Rab31 knockdown inhibits tumor growth in nude mice. (A) In vivo fluorescence imaging of nude mice showed the fluorescence intensity of the tumors in the left and right flanks. (B) Tumor growth was monitored, and the volume was measured every 2 days with calipers. The growth curve of tumors was shown (left). The nude mice and tumors were photographed after the nude mice were euthanized (right). (C) H&E staining of transplanted tumor was used to detect the integrity of the tumor envelope.
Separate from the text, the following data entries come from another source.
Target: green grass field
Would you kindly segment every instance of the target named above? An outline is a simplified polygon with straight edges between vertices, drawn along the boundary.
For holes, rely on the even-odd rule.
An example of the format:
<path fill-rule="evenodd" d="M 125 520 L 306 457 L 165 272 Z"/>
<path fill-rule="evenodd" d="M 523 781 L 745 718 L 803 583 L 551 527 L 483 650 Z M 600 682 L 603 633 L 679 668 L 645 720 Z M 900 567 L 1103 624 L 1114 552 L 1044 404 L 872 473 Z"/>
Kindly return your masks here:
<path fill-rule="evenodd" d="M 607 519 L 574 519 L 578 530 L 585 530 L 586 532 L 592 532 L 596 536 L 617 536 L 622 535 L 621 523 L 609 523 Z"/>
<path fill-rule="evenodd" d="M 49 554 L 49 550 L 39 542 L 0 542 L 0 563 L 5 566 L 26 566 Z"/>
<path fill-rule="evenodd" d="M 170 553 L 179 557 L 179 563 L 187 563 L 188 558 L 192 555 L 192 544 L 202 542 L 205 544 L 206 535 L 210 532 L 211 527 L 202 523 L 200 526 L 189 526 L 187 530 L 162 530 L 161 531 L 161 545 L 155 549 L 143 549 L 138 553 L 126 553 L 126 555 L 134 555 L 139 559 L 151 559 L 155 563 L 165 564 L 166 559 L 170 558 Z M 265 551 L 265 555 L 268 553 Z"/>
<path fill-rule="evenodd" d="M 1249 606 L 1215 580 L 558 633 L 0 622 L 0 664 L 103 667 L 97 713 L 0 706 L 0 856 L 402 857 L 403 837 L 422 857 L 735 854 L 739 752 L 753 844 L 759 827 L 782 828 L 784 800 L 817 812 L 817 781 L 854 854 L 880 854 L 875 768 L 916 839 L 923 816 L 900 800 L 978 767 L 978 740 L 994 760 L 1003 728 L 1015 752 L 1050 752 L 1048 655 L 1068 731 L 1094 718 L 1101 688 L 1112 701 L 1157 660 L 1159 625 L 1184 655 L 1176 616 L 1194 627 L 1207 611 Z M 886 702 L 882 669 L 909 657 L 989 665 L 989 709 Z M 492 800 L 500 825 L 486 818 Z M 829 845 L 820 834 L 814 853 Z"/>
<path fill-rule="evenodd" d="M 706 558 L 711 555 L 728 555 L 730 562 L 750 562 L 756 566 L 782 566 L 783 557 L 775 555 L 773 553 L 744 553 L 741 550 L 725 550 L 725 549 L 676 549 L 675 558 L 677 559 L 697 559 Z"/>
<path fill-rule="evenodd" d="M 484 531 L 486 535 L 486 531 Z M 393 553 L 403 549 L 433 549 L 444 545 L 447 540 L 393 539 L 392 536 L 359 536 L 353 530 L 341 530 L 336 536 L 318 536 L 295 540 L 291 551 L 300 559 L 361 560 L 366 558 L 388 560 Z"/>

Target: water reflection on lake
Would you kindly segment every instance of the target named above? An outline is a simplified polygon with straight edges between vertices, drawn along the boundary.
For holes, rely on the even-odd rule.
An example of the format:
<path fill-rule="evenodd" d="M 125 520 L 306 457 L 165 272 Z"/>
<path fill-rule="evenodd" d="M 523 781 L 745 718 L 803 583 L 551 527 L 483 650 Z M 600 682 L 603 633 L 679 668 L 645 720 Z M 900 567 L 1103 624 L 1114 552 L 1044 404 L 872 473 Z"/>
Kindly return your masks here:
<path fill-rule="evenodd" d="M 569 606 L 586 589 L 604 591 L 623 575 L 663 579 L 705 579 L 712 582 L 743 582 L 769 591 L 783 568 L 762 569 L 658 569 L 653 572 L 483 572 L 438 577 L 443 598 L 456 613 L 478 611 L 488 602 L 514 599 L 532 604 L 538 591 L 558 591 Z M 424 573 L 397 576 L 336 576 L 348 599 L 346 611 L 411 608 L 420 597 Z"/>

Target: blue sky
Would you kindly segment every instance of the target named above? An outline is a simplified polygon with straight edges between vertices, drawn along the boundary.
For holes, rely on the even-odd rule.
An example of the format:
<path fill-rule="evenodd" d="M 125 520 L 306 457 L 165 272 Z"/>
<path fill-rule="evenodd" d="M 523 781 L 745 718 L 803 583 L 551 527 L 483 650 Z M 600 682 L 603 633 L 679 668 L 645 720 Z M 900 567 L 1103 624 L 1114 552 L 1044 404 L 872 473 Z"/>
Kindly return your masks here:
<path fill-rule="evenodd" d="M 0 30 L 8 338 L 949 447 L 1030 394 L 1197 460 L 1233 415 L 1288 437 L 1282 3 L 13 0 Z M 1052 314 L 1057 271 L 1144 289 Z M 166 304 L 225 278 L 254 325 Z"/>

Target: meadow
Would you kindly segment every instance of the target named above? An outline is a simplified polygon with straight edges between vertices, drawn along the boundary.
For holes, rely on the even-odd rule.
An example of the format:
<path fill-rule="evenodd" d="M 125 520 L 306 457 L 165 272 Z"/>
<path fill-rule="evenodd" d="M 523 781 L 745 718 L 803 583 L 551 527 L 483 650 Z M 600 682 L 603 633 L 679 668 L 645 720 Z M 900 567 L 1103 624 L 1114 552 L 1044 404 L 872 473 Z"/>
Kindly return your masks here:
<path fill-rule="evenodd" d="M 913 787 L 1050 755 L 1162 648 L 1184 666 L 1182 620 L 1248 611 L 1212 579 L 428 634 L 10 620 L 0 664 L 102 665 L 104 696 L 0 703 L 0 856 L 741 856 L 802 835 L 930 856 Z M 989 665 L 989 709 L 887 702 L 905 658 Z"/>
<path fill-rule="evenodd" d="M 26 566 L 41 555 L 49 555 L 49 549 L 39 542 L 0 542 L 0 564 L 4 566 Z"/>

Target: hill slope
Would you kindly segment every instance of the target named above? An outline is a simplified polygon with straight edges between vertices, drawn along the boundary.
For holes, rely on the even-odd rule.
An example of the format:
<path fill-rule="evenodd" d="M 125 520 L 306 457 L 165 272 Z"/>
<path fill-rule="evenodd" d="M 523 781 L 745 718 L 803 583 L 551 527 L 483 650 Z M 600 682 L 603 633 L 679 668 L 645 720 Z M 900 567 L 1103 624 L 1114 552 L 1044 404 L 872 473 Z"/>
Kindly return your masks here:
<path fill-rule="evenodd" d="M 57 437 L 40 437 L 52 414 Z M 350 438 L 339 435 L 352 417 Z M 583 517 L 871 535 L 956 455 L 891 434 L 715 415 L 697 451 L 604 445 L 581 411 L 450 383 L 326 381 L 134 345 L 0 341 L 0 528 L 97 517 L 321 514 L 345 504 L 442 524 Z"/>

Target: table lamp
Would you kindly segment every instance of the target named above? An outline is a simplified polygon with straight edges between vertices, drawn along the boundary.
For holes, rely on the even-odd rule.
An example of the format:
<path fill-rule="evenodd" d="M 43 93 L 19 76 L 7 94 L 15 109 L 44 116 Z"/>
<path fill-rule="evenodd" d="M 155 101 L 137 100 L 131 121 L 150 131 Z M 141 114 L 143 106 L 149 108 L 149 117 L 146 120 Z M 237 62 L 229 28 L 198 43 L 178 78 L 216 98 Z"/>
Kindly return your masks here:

The arrows indicate the tumor envelope. (D) Immunohistochemical staining of Rab31 and MAPK6 in transplanted tumors was shown. ^*P<0.05, ^**P <0.01, ^***P<0.001.

Figure 7

Rab31 knockdown inhibits the metastasis of cervical cancer cells in vivo. (A) In vivo fluorescence imaging of nude mice showed that fluorescence was mainly located in the chest and abdomen. (B) Visible lung and liver metastatic nodules and fluorescence imaging of the lung and liver were shown. (C-D) H&E staining of paraffin-embedded sections of lung and liver metastatic nodules was shown. The pictures below are enlargements of the rectangle in the pictures above. The arrows indicate the metastatic nodules.